For a list of all available configurations for the horizon plugin along with JDs, please refer to here

plugins {
id("io.canvasmc.weaver.userdev") version "2.3.12"
id("xyz.jpenilla.run-paper") version "3.0.2"
id("io.canvasmc.horizon") version "1.0.0"
}
dependencies {
horizon.horizonApi("1.0.0-build.1") // <- required for accessing the Horizon API, and also provides MIXIN deps.
paperweight.paperDevBundle("1.21.11-R0.1-SNAPSHOT")
}
horizon {
accessTransformerFiles.from(
file("src/main/resources/wideners.at"),
file("src/main/resources/additional_wideners.at"),
)
}

The run-paper plugin is automatically configured to download a jar for the version specified in the dev bundle; however, it can be overridden, by manually specifying a version; Refer to its github page for more information.

In addition, using the shadow Gradle plugin is unsupported and you should instead opt-in to JiJ’ing your dependencies by using the appropriate configurations, just like this:

dependencies {
includeMixinPlugin("io.canvasmc:nice-horizon-plugin:1.0.0")
includePlugin("io.canvasmc:nice-plugin:1.0.0")
includeLibrary("io.canvasmc:nice-library:1.0.0")
}

The above configurations define in what directory the dependency is going to be placed in the JAR file structure, and their names are pretty intuitive in themselves; however, each one is described in detail below anyway.

For a Horizon-based plugin dependency, the appropriate configuration is includeMixinPlugin, which puts it under META-INF/jars/horizon.

For a normal plugin dependency, aka not-horizon, you should use the includePlugin configuration, which places it under META-INF/jars/plugin.

Finally, for a library, the configuration to use is includeLibrary, which places it in META-INF/jars/libs.

All of those dependencies will be loaded at the server startup. For a more detailed overlook refer to the JIJ section.
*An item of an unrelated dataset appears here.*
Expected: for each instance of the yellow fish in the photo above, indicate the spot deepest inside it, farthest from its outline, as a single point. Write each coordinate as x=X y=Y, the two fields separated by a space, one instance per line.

To develop hybrid plugins using the horizon Gradle plugin, you need to configure it appropriately, like this:

horizon {
splitPluginSourceSets()
}

This configuration registers another source set by the name of plugin that has access to the main source set and all of its dependencies. It also works with Kotlin and other JVM-based languages.

Below is the internal graph of how the source sets interact with eachother to help you understand the constraints of their interactions.

dependencies (general)
main source set
└── plugin source set
└── dependencies (exclusive to this source set)

The source set’s classes will be automatically packaged as a JAR file by the pluginJar task, which will append a plugin classifier to the produced JAR file, and also package it into the artifact produced by the main jar task as a JiJ dependency.